The ideals of the Perfectionist (also known in psychology as a negative perfectionist) are unrealistic, based in fantasy. Perfectionists are extremely uncomfortable with failure, and tend to turn on themselves and/or others when their expectations are not met. This rejection of failure and painful emotions in turn leads them to anxiety and more pain.
Conversely, Optimalists (also known as positive perfectionists) have attainable goals, and base their high standards in reality. They accept failure as inevitable and instructive. With this awareness, and by adjusting our attitudes accordingly, we can move from Perfectionism to Optimalism, and, theoretically, from distress to the happiness we seek.
Psychology Today writer Carlin Flora observes, “Happiness is not about smiling all of the time. It’s not about eliminating bad moods, or trading your Tolstoy-inspired nuance and ambivalence toward people and situations for cheery pronouncements devoid of critical judgment.”
Which brings up the question…what is happiness?
“The most useful definition,” details Flora, “—and it’s one agreed upon by neuroscientists, psychiatrists, behavioral economists, positive psychologists, and Buddhist monks—is more like satisfied or content than ‘happy’ in its strict bursting-with-glee sense. It has depth and deliberation to it. It encompasses living a meaningful life, utilizing your gifts and your time, living with thought and purpose.
“It’s maximized when you also feel part of a community. And when you confront annoyances and crises with grace. It involves a willingness to learn and stretch and grow, which sometimes involves discomfort.
“It requires acting on life, not merely taking it in.
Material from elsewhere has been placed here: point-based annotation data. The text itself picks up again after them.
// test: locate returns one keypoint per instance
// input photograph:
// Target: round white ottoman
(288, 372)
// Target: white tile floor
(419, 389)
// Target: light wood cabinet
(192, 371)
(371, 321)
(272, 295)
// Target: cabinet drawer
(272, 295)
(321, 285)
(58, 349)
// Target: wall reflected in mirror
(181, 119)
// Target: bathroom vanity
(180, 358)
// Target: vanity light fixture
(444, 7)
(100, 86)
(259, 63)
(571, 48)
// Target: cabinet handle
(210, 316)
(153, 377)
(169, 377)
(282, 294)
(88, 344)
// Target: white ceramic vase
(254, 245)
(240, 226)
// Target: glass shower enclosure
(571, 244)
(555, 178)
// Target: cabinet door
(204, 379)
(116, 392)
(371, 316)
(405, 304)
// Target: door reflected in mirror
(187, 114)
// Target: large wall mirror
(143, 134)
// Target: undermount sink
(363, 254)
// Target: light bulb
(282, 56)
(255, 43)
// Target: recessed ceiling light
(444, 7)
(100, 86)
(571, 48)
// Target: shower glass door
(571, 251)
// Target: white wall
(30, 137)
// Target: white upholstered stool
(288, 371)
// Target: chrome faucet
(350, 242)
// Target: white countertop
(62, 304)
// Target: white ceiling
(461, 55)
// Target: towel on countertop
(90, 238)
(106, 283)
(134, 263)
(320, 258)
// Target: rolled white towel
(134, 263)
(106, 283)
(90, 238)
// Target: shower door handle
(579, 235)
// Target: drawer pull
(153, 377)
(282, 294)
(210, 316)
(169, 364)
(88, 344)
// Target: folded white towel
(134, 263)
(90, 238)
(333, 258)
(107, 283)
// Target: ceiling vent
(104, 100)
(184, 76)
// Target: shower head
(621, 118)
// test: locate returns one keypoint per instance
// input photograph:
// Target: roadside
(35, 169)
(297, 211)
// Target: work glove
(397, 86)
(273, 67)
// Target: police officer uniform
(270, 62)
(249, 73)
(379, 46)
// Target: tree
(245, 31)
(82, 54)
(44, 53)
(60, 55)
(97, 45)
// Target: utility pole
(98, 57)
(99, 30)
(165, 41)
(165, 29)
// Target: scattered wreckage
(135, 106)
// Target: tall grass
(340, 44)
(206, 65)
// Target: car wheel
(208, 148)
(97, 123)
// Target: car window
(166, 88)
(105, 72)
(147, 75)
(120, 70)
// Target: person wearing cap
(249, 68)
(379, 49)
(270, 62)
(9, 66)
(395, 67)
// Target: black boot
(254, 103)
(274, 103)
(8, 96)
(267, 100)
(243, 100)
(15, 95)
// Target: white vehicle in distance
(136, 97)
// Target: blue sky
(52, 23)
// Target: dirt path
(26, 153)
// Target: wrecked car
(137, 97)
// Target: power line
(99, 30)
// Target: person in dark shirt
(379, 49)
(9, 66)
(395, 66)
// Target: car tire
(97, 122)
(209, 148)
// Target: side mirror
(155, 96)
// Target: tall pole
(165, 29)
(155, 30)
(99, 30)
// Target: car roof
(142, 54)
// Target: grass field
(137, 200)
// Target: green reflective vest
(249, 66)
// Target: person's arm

It’s not joy, a temporary exhilaration, or even pleasure, that sensual rush—though a steady supply of those feelings course through those who seize each day.”
She also points out that happiness is not our reward for escaping pain, but rather demands that we confront negative feelings head on.
In The Happiness Trap, Dr. Russ Harris calls popular conceptions of happiness dangerous, as they set people up for a “struggle against reality.” Real life is full of disappointments, loss, and struggle. “If you’re going to live a rich and meaningful life,” Harris says, “you’re going to feel a full range of emotions.”
For Viktor Frankl, neurologist, psychiatrist, writer and Holocaust surviver, happiness is having a sense of personal meaning:
“What man actually needs is not a tensionless state but rather the striving and struggling for some goal worthy of him. What he needs is not the discharge of tension at any cost, but the call of a potential meaning waiting to be fulfilled by him.”
In Man’s Search for Meaning, Frankle describes how he survived the horrors of Auschwitz by finding personal meaning in the experience. He recalls a moment, amidst the brutal, demoralizing conditions, when he suddenly conjured the mental image of his wife’s face:
“…my mind clung to my wife’s image, imagining it with an uncanny acuteness […] A thought transfixed me: for the first time in my life I saw the truth as it is set into song by so many poets, proclaimed as the final wisdom by so many thinkers.
“The truth — that love is the ultimate and the highest goal to which man can aspire. Then I grasped the meaning of the greatest secret that human poetry and human thought and belief have to impart: The salvation of man is through love and in love.”